Об Ассамблее
Библиотека Ассамблеи / Журнал “АНКО” / Выпуск №8 / И. Алексеев. Еврейский крестник Льва Толстого
Игорь АЛЕКСЕЕВ,
кандидат исторических наук
Документальные размышления о «николаевских кантонистах
и роли крещённых евреев в российской и местной истории»
Изучение предпринимавшихся в прошлом неоднократных попыток обращения евреев в христианство традиционно считается в нашей стране делом неудобным и с научной точки зрения малоперспективным. Отчасти это объясняется боязливо-подозрительным отношением отечественной интеллигенции ко всему тому, что в совокупности зовётся у нас еврейским вопросом, отчасти - историческим конфликтом национальных и религиозных интересов, который непременно вызывает исследование данной проблемы. Тем не менее, в самом российском общественном сознании, главным образом, на его бытовом уровне, тема крещёных евреев (в просторечье - выкрестов) присутствует уже не одно столетие, и чем больше она оставляет недомолвок, тем больше появляется поводов для разного рода измышлений и ксенофобских фантазий.

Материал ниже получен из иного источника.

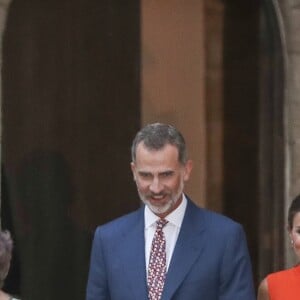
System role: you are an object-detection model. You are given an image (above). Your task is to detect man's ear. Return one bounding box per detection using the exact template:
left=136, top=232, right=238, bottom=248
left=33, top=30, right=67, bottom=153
left=130, top=162, right=136, bottom=181
left=183, top=159, right=193, bottom=181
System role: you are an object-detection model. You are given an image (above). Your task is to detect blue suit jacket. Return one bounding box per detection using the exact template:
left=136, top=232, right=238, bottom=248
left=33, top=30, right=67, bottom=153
left=86, top=200, right=255, bottom=300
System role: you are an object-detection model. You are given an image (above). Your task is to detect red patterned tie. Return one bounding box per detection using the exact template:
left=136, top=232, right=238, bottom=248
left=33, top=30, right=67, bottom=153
left=148, top=219, right=168, bottom=300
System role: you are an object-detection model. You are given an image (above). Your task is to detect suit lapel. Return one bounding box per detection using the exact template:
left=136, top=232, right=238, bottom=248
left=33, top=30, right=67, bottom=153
left=120, top=207, right=147, bottom=300
left=162, top=200, right=205, bottom=300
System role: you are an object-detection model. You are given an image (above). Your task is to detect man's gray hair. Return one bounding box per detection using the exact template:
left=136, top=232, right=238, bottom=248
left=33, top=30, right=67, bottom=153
left=131, top=123, right=187, bottom=164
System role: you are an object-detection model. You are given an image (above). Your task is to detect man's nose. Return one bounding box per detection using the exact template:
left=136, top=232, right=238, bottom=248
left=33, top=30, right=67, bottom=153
left=149, top=177, right=163, bottom=194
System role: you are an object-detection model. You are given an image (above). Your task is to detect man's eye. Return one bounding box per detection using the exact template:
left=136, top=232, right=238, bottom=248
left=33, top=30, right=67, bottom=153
left=161, top=172, right=173, bottom=177
left=140, top=173, right=151, bottom=178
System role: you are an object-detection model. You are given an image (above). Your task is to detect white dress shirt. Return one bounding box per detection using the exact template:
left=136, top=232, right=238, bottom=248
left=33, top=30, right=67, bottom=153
left=144, top=194, right=187, bottom=273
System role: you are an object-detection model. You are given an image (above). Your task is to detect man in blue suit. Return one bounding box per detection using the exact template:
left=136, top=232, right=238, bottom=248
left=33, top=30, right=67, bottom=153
left=86, top=123, right=255, bottom=300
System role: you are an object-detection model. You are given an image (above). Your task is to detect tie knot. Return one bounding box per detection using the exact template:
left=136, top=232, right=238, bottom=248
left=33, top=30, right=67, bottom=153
left=156, top=219, right=168, bottom=229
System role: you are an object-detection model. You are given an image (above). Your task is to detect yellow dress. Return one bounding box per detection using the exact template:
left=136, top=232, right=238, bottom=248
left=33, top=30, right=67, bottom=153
left=267, top=265, right=300, bottom=300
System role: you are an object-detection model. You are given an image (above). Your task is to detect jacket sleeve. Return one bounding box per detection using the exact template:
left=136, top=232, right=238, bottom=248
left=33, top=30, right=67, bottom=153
left=219, top=225, right=256, bottom=300
left=86, top=227, right=110, bottom=300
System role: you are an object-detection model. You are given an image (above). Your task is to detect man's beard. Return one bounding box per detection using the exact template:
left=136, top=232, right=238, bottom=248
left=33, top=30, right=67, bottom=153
left=138, top=180, right=184, bottom=215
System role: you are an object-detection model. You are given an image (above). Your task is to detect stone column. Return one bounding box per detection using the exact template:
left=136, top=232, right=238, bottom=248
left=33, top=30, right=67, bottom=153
left=0, top=0, right=11, bottom=227
left=274, top=0, right=300, bottom=267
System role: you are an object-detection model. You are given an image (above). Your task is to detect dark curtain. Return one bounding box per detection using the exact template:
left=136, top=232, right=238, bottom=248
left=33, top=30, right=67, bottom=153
left=2, top=0, right=140, bottom=300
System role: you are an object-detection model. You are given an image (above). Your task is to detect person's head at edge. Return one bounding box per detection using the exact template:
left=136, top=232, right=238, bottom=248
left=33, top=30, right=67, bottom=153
left=288, top=195, right=300, bottom=261
left=131, top=123, right=192, bottom=218
left=0, top=231, right=13, bottom=289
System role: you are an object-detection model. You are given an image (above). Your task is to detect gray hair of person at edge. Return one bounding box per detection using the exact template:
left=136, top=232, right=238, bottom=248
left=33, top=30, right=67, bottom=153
left=0, top=231, right=13, bottom=288
left=288, top=195, right=300, bottom=230
left=131, top=123, right=187, bottom=164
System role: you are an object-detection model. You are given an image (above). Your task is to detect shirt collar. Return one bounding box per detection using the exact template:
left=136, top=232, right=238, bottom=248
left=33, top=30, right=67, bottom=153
left=145, top=194, right=187, bottom=229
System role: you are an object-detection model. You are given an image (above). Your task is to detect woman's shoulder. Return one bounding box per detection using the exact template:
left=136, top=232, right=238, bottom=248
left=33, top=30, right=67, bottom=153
left=267, top=267, right=299, bottom=280
left=257, top=278, right=269, bottom=300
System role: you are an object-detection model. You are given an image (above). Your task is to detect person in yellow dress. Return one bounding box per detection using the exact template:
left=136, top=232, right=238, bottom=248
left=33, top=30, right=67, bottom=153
left=257, top=195, right=300, bottom=300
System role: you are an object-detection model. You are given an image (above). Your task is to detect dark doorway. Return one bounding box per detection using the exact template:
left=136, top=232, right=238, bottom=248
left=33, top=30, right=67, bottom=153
left=2, top=0, right=140, bottom=300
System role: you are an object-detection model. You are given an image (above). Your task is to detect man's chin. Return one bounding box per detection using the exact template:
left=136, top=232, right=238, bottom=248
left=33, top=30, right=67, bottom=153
left=145, top=200, right=172, bottom=215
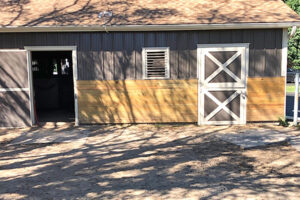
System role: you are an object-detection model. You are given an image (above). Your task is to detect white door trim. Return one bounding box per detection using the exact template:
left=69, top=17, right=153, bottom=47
left=24, top=46, right=79, bottom=126
left=197, top=43, right=249, bottom=125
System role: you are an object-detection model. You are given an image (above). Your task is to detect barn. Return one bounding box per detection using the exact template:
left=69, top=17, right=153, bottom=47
left=0, top=0, right=300, bottom=127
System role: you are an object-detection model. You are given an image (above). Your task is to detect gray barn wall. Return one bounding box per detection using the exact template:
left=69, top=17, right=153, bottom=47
left=0, top=29, right=282, bottom=80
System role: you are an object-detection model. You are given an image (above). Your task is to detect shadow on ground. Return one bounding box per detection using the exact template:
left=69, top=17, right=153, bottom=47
left=0, top=125, right=300, bottom=199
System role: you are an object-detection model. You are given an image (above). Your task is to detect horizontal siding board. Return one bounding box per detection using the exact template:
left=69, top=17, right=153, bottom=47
left=0, top=29, right=282, bottom=80
left=247, top=77, right=285, bottom=121
left=78, top=79, right=197, bottom=123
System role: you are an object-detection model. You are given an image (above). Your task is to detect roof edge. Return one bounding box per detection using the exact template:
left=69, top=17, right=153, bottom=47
left=0, top=21, right=300, bottom=33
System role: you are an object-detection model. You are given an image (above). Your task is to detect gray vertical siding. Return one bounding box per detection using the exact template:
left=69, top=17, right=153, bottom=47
left=0, top=29, right=282, bottom=80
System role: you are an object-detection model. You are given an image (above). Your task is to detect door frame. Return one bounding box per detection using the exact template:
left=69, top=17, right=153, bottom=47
left=197, top=43, right=250, bottom=125
left=24, top=46, right=79, bottom=126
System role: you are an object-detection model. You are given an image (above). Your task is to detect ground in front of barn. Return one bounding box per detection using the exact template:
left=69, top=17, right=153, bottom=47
left=0, top=124, right=300, bottom=200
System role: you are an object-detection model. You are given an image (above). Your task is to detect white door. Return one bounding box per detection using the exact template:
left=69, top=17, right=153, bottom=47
left=197, top=44, right=249, bottom=125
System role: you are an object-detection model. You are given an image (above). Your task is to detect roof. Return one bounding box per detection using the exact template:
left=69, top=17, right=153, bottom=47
left=0, top=0, right=300, bottom=28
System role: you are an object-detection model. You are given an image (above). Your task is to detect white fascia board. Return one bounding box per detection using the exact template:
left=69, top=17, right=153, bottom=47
left=0, top=22, right=300, bottom=32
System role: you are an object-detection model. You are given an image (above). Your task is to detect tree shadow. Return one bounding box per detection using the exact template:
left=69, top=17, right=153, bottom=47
left=0, top=126, right=299, bottom=199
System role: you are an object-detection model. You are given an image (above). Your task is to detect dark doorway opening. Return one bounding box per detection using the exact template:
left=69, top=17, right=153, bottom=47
left=32, top=51, right=75, bottom=122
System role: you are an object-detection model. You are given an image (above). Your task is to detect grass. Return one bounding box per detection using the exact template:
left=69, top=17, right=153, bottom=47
left=286, top=85, right=300, bottom=92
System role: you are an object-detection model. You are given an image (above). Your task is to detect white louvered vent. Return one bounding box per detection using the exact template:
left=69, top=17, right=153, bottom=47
left=143, top=47, right=169, bottom=79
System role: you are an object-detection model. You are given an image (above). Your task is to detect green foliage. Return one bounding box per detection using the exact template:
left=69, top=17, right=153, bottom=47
left=284, top=0, right=300, bottom=69
left=278, top=117, right=290, bottom=127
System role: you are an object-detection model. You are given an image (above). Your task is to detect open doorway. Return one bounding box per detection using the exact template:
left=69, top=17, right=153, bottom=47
left=31, top=51, right=75, bottom=122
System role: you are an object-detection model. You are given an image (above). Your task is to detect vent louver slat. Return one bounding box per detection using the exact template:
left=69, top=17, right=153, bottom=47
left=145, top=50, right=168, bottom=78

До сих пор в понимании большинства евреев слова «еврей» и «иудей» по-прежнему считаются тождественными. Для них соплеменник, искренне принявший другую (чужую) веру, перестаёт быть евреем. Впрочем, подобного рода стойкие стереотипы отчасти свойственны и представителям других народов, в том числе русского и татарского, чьё этническое объединение и становление было исторически обусловлено принятием той или иной религии. Вместе с тем очевидно, что если еврей, приняв христианство или ислам, продолжает мыслить пусть и серьёзно видоизменёнными, но всё-таки собственными этническими категориями, не забывает родного языка и противится культурной ассимиляции, то он отнюдь не становится ни русским, ни турком, ни немцем, ни кем бы то ни было. К сожалению, многие из соплеменников, для которых чистота веры и чистота крови являются главными критериями принадлежности к еврейскому народу, не в силах понять этого даже в космополитичном XXI веке. Поэтому и по сей день внутри еврейских диаспор продолжается деление на группы и группки.

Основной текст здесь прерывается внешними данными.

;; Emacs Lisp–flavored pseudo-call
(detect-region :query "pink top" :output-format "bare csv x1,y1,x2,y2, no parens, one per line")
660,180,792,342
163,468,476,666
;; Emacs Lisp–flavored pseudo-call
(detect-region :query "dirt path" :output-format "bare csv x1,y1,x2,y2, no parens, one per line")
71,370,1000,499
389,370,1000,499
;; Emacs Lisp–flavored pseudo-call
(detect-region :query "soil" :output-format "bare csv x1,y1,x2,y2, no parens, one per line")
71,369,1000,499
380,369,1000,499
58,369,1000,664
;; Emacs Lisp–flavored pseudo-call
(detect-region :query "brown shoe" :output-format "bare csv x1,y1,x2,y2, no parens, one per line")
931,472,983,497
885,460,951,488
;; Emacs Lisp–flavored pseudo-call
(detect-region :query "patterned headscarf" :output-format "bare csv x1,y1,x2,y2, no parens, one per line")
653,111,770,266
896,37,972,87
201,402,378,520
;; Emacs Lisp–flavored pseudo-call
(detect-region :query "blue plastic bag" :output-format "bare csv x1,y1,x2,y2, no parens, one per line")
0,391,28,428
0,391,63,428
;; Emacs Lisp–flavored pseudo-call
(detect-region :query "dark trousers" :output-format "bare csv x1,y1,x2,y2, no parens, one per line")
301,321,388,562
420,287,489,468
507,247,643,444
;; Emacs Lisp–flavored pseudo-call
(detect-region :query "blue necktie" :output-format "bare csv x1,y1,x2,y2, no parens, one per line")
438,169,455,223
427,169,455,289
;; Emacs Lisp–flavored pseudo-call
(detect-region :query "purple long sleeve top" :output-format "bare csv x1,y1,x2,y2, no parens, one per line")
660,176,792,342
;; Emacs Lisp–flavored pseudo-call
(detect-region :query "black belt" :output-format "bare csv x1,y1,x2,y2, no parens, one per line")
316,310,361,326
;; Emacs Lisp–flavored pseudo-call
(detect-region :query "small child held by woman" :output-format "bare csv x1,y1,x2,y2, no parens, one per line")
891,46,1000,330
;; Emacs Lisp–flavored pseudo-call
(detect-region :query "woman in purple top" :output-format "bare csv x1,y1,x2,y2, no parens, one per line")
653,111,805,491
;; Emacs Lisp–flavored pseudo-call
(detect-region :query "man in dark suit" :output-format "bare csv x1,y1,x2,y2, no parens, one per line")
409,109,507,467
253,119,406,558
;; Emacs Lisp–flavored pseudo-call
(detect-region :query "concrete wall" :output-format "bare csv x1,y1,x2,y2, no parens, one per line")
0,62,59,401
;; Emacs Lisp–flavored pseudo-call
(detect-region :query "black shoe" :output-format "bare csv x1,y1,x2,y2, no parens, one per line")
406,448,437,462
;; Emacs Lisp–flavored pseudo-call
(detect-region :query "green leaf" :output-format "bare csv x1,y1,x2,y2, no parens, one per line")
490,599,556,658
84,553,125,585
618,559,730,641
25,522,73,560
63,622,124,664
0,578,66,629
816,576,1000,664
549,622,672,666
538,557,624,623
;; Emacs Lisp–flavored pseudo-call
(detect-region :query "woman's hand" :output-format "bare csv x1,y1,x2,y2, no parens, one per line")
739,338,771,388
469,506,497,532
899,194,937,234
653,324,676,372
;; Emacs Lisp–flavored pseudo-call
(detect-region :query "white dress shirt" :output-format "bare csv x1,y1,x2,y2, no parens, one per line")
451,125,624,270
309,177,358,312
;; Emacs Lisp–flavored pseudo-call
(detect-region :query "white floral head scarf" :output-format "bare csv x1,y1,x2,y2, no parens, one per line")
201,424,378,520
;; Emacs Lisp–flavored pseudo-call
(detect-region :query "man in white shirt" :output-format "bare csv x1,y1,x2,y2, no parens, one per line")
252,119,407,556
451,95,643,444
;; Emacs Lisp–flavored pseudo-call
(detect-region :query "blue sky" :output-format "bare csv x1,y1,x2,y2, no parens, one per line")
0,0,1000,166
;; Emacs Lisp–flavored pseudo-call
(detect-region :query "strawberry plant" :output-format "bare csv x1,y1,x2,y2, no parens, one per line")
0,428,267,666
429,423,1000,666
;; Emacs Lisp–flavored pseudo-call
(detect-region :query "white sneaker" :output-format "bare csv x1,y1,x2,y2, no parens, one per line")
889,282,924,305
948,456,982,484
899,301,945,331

Эпоха государственного атеизма, смешавшая языки почище Вавилонского столпотворения, сыграла с народами России очень злую шутку, и теперь в условиях господства постсоветской псевдорелигиозности и псевдоэтничности всем нам крайне трудно разобраться в тех сложных этноконфессиональных тонкостях, которые и в прошлом-то доставляли немало головной боли не только учёным мужам и государевым людям, но и обычным обывателям. Мы не знаем своей истинной истории во многом потому, что не хотим её знать, ибо боимся, что она не уложится в те традиционные представления о ней, которые уже существуют в нашем сознании. Поэтому некоторым учёным проще что-то додумать на пустом месте, чем погрузиться в противоречивый и довольно скучный мир документальных свидетельств.
Так, читая помещённую на сайте Казанского еврейского общинного центра информацию исторического плана, я обратил внимание на утверждение о том, что, вероятно, «первое ядро еврейской общины» составили здесь в XIX веке отставные кантонисты, имевшие право на жительство вне «черты оседлости». И тут же поймал себя на крамольной мысли о том, что подавляющее большинство из них, согласно архивным данным, были выкрестами. Так какая же это, по меркам нынешних радетелей за чистоту веры и чистоту крови, была еврейская община?

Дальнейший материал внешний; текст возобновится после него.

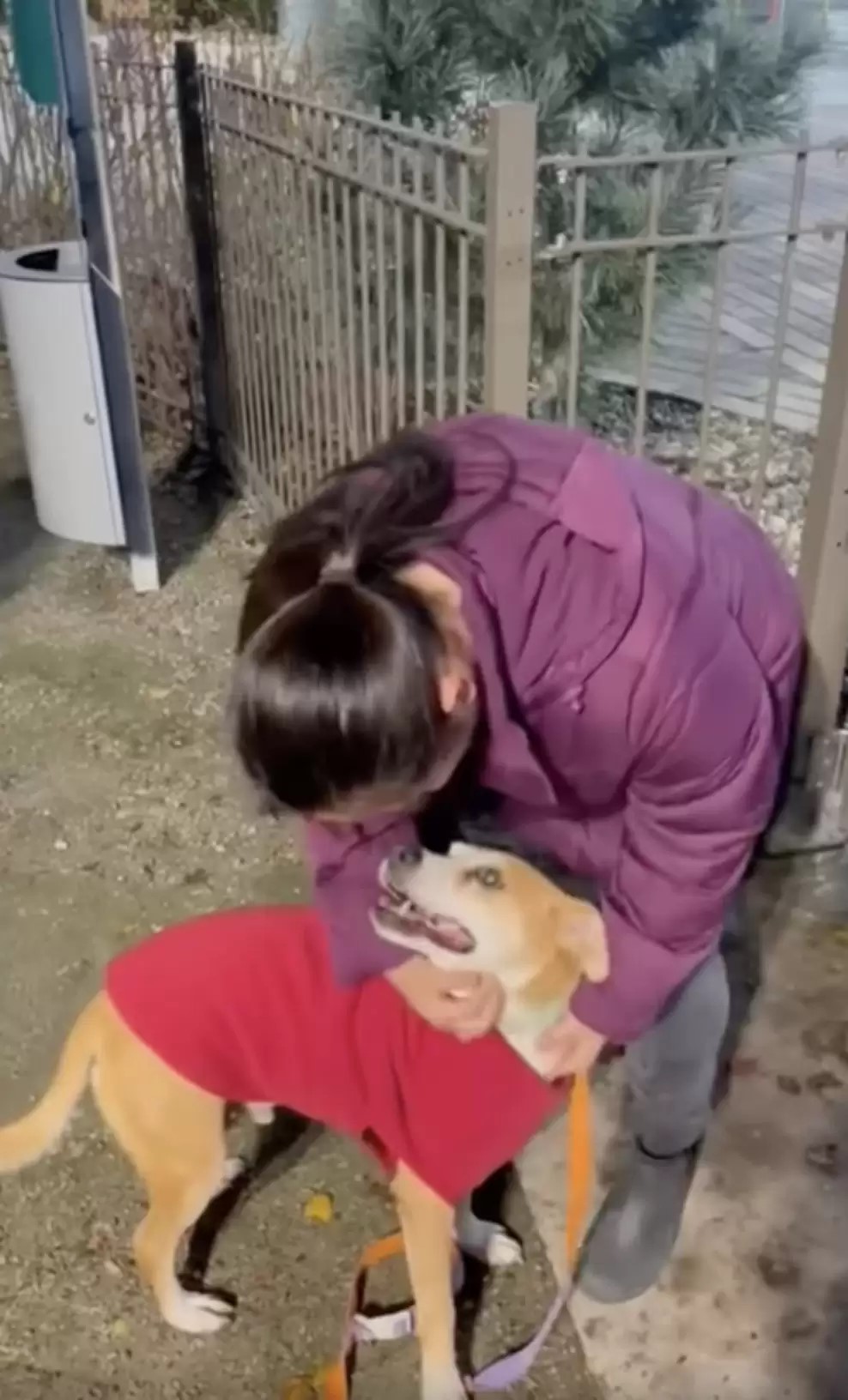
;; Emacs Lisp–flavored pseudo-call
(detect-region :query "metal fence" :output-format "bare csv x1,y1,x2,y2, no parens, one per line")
0,20,303,450
203,71,487,508
193,91,848,728
521,135,848,733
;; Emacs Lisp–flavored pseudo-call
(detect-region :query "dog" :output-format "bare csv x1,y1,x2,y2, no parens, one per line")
0,847,607,1400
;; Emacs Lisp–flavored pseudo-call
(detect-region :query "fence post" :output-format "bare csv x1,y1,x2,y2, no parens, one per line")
797,239,848,735
483,102,536,417
173,39,228,463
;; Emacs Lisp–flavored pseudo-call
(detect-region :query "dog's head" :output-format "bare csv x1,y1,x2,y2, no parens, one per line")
372,842,609,997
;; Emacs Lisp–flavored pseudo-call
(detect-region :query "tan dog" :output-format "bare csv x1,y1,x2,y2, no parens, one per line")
0,847,605,1400
373,842,609,1074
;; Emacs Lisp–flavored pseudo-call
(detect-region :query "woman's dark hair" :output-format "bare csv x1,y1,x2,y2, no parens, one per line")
231,432,512,815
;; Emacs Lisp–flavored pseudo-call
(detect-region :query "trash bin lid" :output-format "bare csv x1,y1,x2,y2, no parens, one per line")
0,238,88,281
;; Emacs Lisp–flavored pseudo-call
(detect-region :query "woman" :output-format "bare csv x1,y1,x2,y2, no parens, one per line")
233,417,803,1302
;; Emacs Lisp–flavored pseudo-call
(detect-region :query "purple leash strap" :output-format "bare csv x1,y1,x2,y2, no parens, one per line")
467,1278,573,1394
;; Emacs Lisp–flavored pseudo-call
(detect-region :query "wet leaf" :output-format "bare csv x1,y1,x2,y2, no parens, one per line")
303,1192,335,1225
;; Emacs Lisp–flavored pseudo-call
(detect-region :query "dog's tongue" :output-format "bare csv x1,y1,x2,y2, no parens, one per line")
377,889,474,953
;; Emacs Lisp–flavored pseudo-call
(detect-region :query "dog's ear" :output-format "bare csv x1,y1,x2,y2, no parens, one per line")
554,895,609,981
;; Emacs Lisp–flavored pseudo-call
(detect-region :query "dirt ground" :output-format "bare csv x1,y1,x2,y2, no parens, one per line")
0,365,596,1400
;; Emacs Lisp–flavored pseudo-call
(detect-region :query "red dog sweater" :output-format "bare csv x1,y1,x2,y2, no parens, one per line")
105,908,563,1203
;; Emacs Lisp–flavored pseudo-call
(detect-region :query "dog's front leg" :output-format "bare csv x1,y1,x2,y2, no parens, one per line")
457,1196,524,1269
392,1162,465,1400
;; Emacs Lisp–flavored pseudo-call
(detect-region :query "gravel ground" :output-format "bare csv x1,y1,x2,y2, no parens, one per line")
591,385,813,570
0,370,596,1400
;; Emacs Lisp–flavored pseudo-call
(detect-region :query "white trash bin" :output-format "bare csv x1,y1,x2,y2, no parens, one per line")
0,241,126,545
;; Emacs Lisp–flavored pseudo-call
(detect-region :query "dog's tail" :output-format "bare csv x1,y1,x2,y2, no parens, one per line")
0,997,102,1172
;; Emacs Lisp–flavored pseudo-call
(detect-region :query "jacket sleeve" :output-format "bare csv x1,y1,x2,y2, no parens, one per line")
306,819,418,986
572,633,782,1044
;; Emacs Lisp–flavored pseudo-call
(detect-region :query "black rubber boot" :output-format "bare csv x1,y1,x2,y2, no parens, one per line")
576,1144,700,1303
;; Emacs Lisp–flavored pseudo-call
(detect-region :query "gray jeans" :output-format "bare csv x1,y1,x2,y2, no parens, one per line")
463,820,730,1156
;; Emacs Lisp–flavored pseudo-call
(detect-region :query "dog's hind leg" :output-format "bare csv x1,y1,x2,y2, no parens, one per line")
392,1162,465,1400
457,1197,524,1269
93,1017,233,1333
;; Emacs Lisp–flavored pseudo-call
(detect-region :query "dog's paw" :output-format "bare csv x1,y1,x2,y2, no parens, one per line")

Как правило, о своих крещёных соплеменниках современные еврейские авторы пишут вскользь, больше, как о ничтожном довеске к иудейской общине. Однако ещё в конце XIX - начале ХХ веков не только в целом по России, но и в расположенной далеко за «чертой оседлости» Казанской губернии выделялись небольшие, но подчас очень влиятельные, группы евреев-христиан (среди которых были, кстати, не одни лишь православные), занимавшие достаточно специфическое положение в обществе.
Одни из них постепенно полностью растворились в православно-русской среде и их национальные корни продолжали дотошно изучать разве что самые упёртые черносотенцы. Другие, приняв православие, но, не став русскими, зависли в межэтническом и межконфессиональном пространстве между ними и евреями (подобно тому, как кряшены зависли между русскими и татарами). Третьи, став де-юре христианами по конъюнктурным соображениям или же из-за сильного давления извне, продолжали де-факто оставаться евреями, втайне соблюдая иудейские обряды (а некоторые даже умудрялись чередовать их с православными).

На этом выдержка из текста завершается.